A presença constante e inabalável da UNICEF nos lugares mais duros do mundo ajudou a alcançar progressos notáveis para as crianças. O número de crianças que morrem antes dos cinco anos diminuiu mais de metade nos últimos 25 anos. Centenas de milhões de crianças saíram da pobreza da pobreza. As taxas de crianças em idade escolar primária que estão fora da escola diminuíram mais de 40 por cento desde 1990.

  • Na década de 1940, a UNICEF prestou auxílio de emergência em termos de nutrição, sobretudo sob a forma de leite, às crianças do pós II Grande Guerra na Europa. Em 2015, a organização e seus parceiros trataram 2.9 milhões de crianças de subnutrição aguda grave.
  • Nos anos de 1950, a UNICEF levou a cabo as suas primeiras campanhas de imunização contra doenças como a tuberculose e a buba. Em 2015, a organização adquiriu 2.8 mil milhões de doses de vacinas e, em conjunto com os seus parceiros, ajudou a proteger 45 por cento das crianças menores de cinco anos contra uma série de doenças mortais ao nível mundial.
  • Em 1953, a UNICEF iniciou os seus primeiros programas de água, saneamento e higiene. Entre 1990 e 2015, 2.6 mil milhões de pessoas passaram a ter acesso a fontes de água melhoradas e 2.1 mil milhões a sanitários melhorados.
  • Em 1961, a UNICEF alargou o seu âmbito programático para incluir a educação das crianças. Em 2015, a UNICEF e parceiros proporcionaram a 7.5 milhões de crianças entre os 3 e os 18 anos acesso a educação básica formal e não formal.
  • Em 1989, a Assembleia Geral das Nações Unidas adoptou a Convenção sobre os Direitos da Criança, que especifica que todas as crianças devem ser registadas à nascença a fim de assegurar a sua identidade perante a lei e salvaguardar os seus direitos. Em 2015, mais de 9.7 milhões de nascimentos foram registados em 54 países com o apoio da UNICEF.
  • Em 1998, a UNICEF tornou-se membro fundador da Parceria Roll Back Malaria para apoiar o tratamento e a investigação sobre a doença, e expandiu medidas de prevenção como as redes mosquiteiras impregnadas de insecticida de longa duração. Em 2015, a UNICEF adquiriu 22.3 milhões de redes para proteger crianças e famílias em 30 países.
  • Desde a sua fundação, a UNICEF respondeu a milhares de emergências humanitárias em que as crianças são particularmente afectadas. Em 2015, a UNICEF e seus parceiros vacinaram 11.3 milhões de crianças contra o sarampo em países afectados por crises; proporcionaram a 4 milhões de crianças em situações de emergência acesso a educação formal e não formal; prestaram apoio psicológico a 2 milhões de crianças traumatizadas por conflitos e catástrofes naturais.
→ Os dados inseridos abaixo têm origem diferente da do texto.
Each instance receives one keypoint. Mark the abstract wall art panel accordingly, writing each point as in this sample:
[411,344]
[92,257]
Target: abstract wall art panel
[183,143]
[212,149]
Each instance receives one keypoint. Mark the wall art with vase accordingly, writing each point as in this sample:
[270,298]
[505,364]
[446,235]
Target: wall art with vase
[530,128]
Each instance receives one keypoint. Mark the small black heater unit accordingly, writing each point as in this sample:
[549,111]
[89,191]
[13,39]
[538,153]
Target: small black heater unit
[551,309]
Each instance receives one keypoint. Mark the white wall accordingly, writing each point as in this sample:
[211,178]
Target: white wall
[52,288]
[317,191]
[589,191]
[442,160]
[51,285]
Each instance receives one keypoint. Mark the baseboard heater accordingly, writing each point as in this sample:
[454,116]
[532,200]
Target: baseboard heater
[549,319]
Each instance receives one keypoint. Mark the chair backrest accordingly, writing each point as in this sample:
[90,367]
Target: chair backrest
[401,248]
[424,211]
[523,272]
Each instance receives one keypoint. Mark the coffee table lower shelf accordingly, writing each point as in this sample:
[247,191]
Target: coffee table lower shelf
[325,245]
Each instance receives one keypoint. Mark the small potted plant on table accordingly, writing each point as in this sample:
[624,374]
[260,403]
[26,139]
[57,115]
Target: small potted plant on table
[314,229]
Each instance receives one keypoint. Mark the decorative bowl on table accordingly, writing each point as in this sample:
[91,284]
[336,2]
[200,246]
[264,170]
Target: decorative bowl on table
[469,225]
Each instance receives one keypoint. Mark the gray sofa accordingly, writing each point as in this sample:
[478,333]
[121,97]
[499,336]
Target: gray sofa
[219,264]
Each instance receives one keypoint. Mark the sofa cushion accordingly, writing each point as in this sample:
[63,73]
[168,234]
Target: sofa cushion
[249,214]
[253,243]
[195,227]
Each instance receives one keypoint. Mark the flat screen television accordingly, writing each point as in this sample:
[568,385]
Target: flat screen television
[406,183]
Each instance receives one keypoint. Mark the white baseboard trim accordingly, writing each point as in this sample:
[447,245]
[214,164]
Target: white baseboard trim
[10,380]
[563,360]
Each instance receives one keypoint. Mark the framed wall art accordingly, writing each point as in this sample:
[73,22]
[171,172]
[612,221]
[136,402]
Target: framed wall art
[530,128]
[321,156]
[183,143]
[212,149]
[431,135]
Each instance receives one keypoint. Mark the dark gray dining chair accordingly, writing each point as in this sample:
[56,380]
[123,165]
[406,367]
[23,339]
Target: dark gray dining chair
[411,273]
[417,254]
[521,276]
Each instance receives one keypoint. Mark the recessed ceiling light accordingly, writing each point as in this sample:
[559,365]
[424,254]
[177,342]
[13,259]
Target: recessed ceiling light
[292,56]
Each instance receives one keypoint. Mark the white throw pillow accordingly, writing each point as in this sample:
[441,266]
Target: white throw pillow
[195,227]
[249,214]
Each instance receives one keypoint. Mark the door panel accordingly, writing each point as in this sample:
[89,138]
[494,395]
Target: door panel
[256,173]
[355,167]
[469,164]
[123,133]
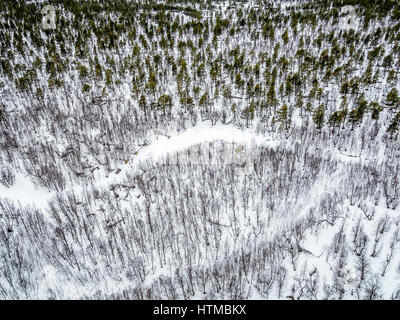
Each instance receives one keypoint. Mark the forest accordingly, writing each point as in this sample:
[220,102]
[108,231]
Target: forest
[183,149]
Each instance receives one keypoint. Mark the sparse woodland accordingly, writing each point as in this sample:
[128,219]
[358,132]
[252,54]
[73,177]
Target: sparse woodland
[315,215]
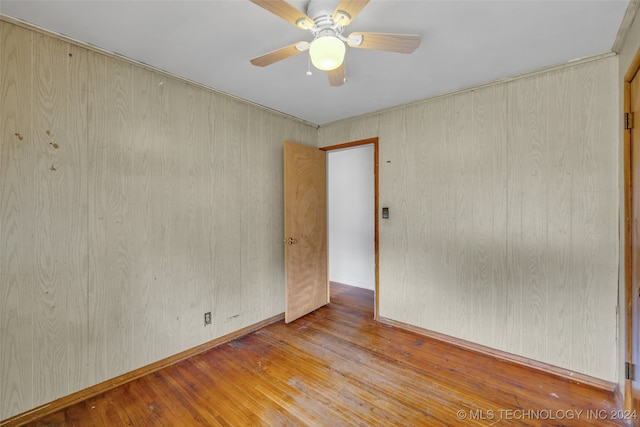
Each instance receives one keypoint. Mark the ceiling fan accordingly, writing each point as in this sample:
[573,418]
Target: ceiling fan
[327,49]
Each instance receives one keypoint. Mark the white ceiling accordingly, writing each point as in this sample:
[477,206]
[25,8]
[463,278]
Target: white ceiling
[464,43]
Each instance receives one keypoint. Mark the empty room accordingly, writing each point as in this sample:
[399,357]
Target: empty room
[269,212]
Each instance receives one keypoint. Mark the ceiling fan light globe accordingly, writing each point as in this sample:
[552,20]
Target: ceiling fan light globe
[327,53]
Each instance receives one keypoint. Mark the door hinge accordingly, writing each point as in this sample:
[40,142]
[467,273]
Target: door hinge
[630,371]
[628,121]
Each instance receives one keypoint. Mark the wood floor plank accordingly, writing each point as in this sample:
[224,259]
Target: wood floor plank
[337,366]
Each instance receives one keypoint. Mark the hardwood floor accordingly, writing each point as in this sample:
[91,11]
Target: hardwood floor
[336,367]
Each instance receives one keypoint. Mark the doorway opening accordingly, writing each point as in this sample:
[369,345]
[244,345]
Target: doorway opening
[632,233]
[363,270]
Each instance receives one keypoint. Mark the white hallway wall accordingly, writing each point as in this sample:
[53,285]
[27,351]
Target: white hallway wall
[351,216]
[504,225]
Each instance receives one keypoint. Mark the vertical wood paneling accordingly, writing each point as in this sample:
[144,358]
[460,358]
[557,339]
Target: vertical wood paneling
[52,215]
[563,145]
[144,213]
[74,216]
[529,145]
[17,162]
[594,214]
[193,246]
[110,287]
[509,238]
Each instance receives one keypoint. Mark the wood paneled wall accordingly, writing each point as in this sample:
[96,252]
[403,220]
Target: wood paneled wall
[131,203]
[626,53]
[504,214]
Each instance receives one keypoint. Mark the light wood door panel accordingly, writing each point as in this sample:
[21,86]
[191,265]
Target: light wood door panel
[305,228]
[634,302]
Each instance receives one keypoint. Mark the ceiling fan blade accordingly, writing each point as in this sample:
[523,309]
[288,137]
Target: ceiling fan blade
[338,76]
[287,12]
[280,54]
[347,10]
[402,43]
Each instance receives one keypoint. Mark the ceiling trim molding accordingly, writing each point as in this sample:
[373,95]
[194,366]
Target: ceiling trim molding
[629,16]
[90,47]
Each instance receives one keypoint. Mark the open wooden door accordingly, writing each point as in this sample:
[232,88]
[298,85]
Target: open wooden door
[632,142]
[305,230]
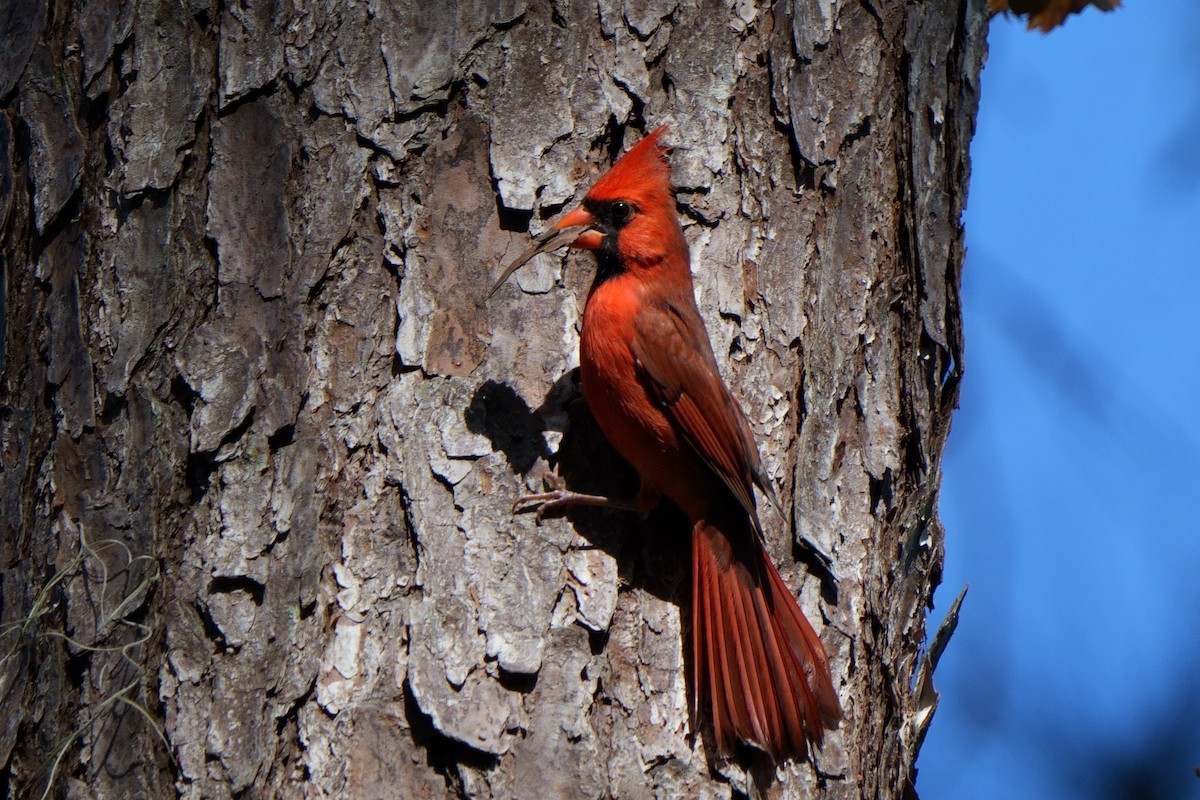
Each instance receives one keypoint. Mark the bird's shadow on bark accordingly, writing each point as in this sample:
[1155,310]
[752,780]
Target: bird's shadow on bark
[652,553]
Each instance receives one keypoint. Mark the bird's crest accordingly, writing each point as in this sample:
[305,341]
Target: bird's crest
[640,174]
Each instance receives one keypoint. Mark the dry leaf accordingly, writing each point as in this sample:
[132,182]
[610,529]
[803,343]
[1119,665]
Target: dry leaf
[1047,14]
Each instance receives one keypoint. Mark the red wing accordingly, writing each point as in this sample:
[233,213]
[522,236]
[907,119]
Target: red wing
[677,364]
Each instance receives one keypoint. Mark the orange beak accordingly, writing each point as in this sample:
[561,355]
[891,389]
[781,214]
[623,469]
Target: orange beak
[576,229]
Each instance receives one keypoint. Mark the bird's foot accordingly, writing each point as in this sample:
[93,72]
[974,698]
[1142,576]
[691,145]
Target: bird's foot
[558,497]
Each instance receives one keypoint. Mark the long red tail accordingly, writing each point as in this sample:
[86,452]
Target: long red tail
[757,662]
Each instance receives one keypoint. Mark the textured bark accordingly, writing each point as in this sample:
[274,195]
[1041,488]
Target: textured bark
[259,439]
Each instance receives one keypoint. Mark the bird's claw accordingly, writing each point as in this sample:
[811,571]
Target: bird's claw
[545,501]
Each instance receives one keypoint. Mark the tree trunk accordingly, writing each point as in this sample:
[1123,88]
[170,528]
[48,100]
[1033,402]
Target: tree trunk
[261,440]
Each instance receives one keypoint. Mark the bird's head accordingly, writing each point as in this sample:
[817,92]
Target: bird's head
[628,217]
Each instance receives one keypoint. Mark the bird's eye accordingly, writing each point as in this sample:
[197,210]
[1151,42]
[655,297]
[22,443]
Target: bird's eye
[622,212]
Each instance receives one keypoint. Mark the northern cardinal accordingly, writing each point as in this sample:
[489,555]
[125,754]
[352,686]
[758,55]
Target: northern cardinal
[652,383]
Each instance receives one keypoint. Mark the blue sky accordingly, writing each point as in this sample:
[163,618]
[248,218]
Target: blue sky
[1071,481]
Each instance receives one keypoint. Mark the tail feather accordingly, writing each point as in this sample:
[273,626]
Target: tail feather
[757,662]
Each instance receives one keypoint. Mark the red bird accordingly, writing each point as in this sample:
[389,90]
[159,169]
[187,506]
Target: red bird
[652,383]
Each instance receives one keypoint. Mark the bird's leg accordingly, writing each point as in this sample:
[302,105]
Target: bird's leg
[559,497]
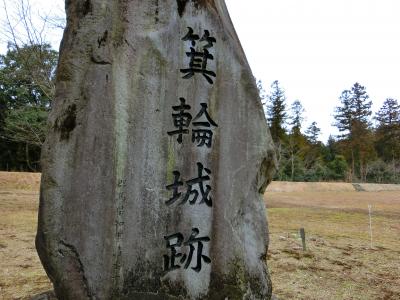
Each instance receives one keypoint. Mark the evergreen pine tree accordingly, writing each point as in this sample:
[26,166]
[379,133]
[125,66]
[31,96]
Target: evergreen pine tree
[313,132]
[276,112]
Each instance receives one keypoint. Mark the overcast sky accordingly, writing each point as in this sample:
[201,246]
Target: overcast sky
[318,48]
[315,48]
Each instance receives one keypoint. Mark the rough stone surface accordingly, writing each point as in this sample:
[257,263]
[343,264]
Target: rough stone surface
[108,158]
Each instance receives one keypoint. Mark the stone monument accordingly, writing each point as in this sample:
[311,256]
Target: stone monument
[157,157]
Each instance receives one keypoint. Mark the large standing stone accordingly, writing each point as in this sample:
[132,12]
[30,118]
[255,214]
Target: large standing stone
[157,157]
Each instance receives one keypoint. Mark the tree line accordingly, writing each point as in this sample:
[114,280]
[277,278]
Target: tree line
[362,152]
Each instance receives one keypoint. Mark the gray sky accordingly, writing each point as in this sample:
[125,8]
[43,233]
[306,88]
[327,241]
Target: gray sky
[315,48]
[318,48]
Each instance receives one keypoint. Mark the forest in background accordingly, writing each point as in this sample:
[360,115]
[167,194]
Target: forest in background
[367,149]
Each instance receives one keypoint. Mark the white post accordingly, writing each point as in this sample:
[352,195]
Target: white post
[370,222]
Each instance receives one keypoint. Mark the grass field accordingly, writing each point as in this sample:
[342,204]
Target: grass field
[338,264]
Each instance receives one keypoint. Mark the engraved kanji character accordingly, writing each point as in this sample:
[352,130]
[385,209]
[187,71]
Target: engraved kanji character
[203,136]
[193,239]
[209,39]
[200,182]
[181,119]
[169,261]
[191,37]
[175,188]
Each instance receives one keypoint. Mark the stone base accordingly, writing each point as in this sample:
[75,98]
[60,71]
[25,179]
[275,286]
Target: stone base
[45,296]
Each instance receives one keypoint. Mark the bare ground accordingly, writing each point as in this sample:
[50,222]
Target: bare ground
[338,264]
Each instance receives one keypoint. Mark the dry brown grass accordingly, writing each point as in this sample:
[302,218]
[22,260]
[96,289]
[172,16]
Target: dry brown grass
[339,263]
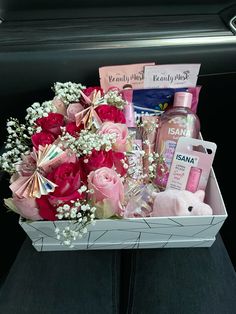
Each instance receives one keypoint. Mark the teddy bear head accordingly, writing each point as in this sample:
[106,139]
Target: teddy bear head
[180,203]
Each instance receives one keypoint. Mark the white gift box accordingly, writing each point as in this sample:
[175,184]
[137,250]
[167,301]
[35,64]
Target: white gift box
[138,233]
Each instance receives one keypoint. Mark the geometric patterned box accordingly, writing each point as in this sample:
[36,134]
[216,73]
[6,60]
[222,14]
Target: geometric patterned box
[138,233]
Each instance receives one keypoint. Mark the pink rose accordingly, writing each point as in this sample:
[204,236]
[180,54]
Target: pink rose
[42,138]
[27,208]
[73,129]
[68,178]
[52,123]
[60,106]
[121,131]
[108,192]
[72,109]
[98,159]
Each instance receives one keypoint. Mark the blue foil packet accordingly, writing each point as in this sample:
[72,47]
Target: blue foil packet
[154,100]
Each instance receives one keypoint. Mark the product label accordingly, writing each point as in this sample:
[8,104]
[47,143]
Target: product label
[135,161]
[189,159]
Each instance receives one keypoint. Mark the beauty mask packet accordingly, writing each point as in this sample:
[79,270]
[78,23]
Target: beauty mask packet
[122,75]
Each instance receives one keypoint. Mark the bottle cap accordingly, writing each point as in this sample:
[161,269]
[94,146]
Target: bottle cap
[183,99]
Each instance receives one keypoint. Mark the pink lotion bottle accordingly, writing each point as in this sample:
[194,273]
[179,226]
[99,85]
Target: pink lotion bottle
[178,121]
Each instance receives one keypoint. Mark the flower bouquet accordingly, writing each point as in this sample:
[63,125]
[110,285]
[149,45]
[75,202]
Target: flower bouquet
[77,161]
[71,159]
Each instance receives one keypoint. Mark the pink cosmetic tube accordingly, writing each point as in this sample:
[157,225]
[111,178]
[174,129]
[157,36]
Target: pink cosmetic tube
[193,179]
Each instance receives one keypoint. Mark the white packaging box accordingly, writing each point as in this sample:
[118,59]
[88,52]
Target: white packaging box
[138,233]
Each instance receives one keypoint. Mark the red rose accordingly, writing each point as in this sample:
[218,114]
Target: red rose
[42,138]
[46,210]
[52,123]
[110,113]
[98,159]
[88,91]
[67,176]
[74,130]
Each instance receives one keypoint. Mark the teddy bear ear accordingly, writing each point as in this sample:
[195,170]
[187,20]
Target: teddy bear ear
[200,195]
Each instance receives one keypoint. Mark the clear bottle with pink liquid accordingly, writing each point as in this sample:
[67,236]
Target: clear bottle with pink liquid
[178,121]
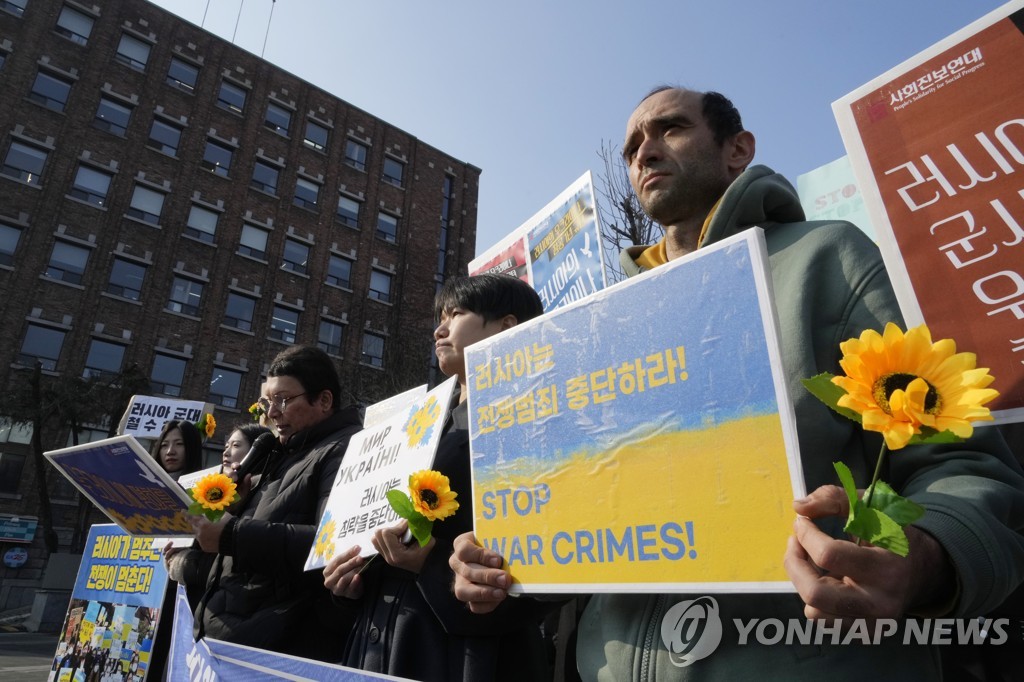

Apesar destes progressos importantíssimos, milhões de crianças continuam a ficar para trás porque vivem na pobreza ou em comunidades de difícil acesso, por causa do género, da raça, religião, grupo étnico a que pertencem, ou porque são portadoras de deficiência. Perto de 250 milhões de crianças estão a crescer em países afectados por conflitos e cerca de 50 milhões foram desenraizadas das duas casas. 

“A visão da UNICEF para os próximos 70 anos é a de um mundo em que o nosso trabalho deixe de ser necessário – um mundo em que todas as crianças crescem saudáveis, em segurança, com acesso à educação, são cuidadas e protegidas... Um mundo em que todas as crianças podem tirar o máximo partido das suas potencialidades,” afirmou Anthony Lake. “É o que é o que é correcto, e o caminho mais seguro para um futuro melhor para todos nós".